Toutefois, le PLD représente la plus grande formation libérale, permettant des passages dans les médias, radios, journaux… Génération Libre donne également une visibilité aux libéraux. Malgré cela, notre avenir se situe dans une plateforme commune hors de ces mouvements.

En effet, le libéralisme affirme la primauté de la liberté et de la responsabilité de l’individu sur la société. Sa philosophie est donc basée sur la prééminence des droits naturels de l’individu sur le collectif. Il est donc difficile à un mouvement libéral de rassembler l’ensemble de notre famille de pensée, du fait de notre pluralité.

Prendre une carte dans un mouvement politique représente un acte fort, un engagement, une adhésion et peut bloquer ceux qui estiment que nous ne pouvons combattre le système en l’intégrant ou ceux qui ne veulent aucune entente avec des partis pro-État. De plus, le jeu politique de la Vème république force à l’alliance les petites formations.

L’exemple du Tea party

 

Que pouvons-nous donc faire pour peser dans le jeu politique sans entrer dans le système d’alliance classique ? Regardons ce qui se passe de l’autre côté de l’atlantique, où la pensée libérale est également l’un des fondements de la société.

La société américaine est traversée par des difficultés semblables à celles du monde entier. Mais un mouvement citoyen émerge depuis quelques années : le Tea Party (TEA pour Taxed Enough Already que nous pourrions traduire par « Déjà assez imposés »), qui a réussi à regrouper une partie des conservateurs du parti républicain, une partie du Liberty Party (plus proche des libéraux français), des personnalités publiques telles que Thomas Sowell, des professeurs d’économie, et plus généralement tous les citoyens désireux de réduire le poids de l’État américain.

La force de ce mouvement réside pour moi dans ce constat simple : tout le monde peut affirmer son appartenance à ce mouvement. Peu importe les différences d’opinions sur les sujets de société, ils se réunissent derrière la nécessité vitale de réduire la taille de l’État, de réduire l’emprise du politique sur l’économie. Peu importe qu’une partie du mouvement soit pro mariage gay ou pour la libéralisation des drogues, etc. Ils veulent tous réduire en premier lieu le champ d’action de l’État, rendre au citoyen son autonomie..
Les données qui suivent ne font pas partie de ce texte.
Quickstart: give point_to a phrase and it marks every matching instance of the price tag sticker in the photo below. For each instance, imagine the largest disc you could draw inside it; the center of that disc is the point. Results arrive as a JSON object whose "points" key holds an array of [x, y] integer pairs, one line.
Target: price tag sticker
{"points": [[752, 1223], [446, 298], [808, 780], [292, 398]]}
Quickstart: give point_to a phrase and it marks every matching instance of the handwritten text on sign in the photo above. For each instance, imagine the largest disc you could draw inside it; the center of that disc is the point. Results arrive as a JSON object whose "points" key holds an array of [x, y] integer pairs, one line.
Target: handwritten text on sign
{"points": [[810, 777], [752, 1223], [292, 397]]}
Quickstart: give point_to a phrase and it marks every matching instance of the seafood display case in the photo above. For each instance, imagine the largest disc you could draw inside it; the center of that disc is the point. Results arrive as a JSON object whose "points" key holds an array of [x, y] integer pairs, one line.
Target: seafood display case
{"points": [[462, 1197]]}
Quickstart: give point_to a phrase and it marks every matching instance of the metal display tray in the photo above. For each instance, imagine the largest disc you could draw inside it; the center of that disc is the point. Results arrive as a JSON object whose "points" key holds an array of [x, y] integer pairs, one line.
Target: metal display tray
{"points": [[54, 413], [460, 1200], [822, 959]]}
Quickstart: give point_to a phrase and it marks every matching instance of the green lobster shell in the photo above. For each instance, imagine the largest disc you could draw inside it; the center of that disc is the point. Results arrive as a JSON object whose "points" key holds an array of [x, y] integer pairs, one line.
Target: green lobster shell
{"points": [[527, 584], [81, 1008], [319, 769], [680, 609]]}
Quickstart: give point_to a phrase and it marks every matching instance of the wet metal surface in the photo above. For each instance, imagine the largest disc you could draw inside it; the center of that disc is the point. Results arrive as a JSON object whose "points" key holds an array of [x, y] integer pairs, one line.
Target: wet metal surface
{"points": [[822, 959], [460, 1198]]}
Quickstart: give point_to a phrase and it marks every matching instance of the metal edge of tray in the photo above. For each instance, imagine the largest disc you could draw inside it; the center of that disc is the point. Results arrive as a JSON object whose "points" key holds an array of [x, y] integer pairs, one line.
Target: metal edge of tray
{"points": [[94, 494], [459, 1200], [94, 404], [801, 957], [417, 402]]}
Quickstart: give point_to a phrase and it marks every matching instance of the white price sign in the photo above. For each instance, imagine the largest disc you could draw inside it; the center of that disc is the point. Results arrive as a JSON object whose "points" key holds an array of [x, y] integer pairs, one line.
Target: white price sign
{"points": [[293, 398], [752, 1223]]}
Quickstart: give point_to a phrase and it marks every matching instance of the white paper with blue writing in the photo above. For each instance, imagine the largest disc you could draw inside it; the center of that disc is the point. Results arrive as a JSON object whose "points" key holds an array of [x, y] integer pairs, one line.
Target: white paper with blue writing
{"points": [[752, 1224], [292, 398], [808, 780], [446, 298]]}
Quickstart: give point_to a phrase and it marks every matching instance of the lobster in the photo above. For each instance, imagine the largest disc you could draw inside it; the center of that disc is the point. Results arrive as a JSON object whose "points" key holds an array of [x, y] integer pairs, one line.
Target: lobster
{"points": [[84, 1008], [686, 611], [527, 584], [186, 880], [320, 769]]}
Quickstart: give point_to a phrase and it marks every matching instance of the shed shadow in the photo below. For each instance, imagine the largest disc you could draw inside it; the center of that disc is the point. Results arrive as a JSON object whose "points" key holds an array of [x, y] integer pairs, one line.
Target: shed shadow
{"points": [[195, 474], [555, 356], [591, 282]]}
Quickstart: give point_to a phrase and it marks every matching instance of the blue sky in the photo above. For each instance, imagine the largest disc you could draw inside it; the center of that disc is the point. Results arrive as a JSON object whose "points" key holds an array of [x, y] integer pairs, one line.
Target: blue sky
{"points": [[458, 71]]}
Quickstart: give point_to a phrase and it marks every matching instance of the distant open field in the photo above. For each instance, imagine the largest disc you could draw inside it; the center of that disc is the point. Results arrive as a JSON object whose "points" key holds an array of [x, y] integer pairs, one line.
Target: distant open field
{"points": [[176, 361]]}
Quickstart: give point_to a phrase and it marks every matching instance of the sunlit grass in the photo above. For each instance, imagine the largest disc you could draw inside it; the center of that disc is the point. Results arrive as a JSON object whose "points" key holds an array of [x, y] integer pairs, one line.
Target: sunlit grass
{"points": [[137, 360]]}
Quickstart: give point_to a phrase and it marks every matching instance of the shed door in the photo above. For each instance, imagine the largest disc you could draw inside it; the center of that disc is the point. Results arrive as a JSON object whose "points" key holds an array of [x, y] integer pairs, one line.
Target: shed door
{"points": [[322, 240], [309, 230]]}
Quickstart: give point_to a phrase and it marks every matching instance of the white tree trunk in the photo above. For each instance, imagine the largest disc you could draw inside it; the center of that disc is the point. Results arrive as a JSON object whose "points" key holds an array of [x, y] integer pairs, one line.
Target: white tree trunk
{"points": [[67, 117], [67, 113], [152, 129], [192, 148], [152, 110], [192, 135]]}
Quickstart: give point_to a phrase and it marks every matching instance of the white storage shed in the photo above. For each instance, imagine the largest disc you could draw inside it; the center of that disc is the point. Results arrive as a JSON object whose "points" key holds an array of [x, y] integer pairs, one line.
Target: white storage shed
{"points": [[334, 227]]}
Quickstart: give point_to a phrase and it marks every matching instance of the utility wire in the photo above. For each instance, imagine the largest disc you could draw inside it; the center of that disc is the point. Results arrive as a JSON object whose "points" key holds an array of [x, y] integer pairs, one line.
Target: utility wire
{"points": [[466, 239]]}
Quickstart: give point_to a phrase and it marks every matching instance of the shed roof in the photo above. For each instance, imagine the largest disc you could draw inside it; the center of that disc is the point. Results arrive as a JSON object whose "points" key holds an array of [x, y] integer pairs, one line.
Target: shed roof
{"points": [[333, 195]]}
Nous devrions regarder et nous inspirer de ce que font les Américains : Rand Paul, républicain mais très proche des idées libérales (son père ayant été candidat pour le Liberty Party à l’élection américaine) est un des grands favoris de la primaire républicaine. Des candidats du Tea Party se payent même le luxe de battre des ténors du parti républicain lors d’élections locales. Ce mouvement a réussi, par son importance et malgré l’anonymat de certains de ses candidats, à faire douter l’un des deux grands partis américains.

Union des libéraux

Notre pays a été un bastion de liberté. Celui-ci a connu de grands philosophes, économistes et hommes politiques libéraux tels que les philosophes des lumières, Bastiat, Say, et aujourd’hui encore Pascal Salin… L’avenir de notre pays est sombre et notre philosophie est perpétuellement attaquée dans toutes les émissions politiques grand public. Le temps presse. Il est temps de nous montrer unis.

Nous aurons le temps, comme les membres du Tea Party, de nous diviser par la suite lorsque la situation sera assainie. Nous devons nous réunir dans une plateforme commune, en respectant les spécificités de chacun mais en les laissant de côté pour avancer ensemble vers notre objectif commun. Nous voulons tous réduire cet État alors faisons le ensemble. La situation de notre pays est devenue trop critique pour que nous restions divisés dans l’obscurité, arc-boutés sur des détails qui ne sont compréhensibles que de nous. C’est également l’avenir de nos idéaux qui est en jeu.